To disrupt the chain of compromise, the FBI's PSA offers concrete steps. It urges transportation and logistics companies to verify all shipment requests through secondary channels, implement and enforce multi-factor authentication when possible, validate unexpected communications using a two-factor authentication process, and maintain detailed records of all vehicles and drivers. The bureau also recommends that victims file a complaint with the Internet Crime Complaint Center (IC3) in addition to filing police reports for stolen cargo.

Related cybercrime context: IC3 and the 2025 Internet Crime Report

The FBI released its 2025 Internet Crime Report earlier in the month. According to the report, IC3 received over 1 million complaints in 2025, linked to nearly $21 billion in reported losses from a range of cyber-enabled crimes, including investment scams, tech support fraud, business email compromise, and data breaches.

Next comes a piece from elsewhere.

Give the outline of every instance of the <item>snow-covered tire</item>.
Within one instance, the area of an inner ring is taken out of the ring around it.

The PSA identifies the transportation and logistics sectors specifically as targets — covering companies involved in shipping, receiving, delivering, and insuring cargo.

How freight brokers and carriers, insurers, and the FMCSA will be affected

  • Freight brokers and carriers: The FBI's advisory makes clear these organizations must treat load-board listings and unexpected booking notices with heightened suspicion, verify requests via secondary channels, and harden access with multi-factor authentication to reduce credential theft and account takeover.
  • Insurers and underwriters: Because attackers have been updating insurance records and carrier registrations, insurers should expect attempts to alter policy and registration data; the PSA implies a need for stricter validation of policy changes tied to carrier identities.
  • The Federal Motor Carrier Safety Administration (FMCSA) and law enforcement: The FBI reports attackers are altering FMCSA registration details, which will complicate attribution and response. FMCSA records and police reports will likely be necessary tools for detecting and unraveling these schemes once brokers alert authorities to missing shipments.

The FBI's PSA frames cyber-enabled cargo theft not as isolated fraud but as a coordinated campaign that combines credential theft, impersonation on load boards, administrative tampering with regulatory and insurance records, and on-the-ground diversion. Losses approaching $725 million and an average theft value near $274,000 show the financial scale; the bureau's guidance — verify, authenticate, document, and report to IC3 and police — is the current line of defense the agency offers to an industry now squarely in attackers' sights.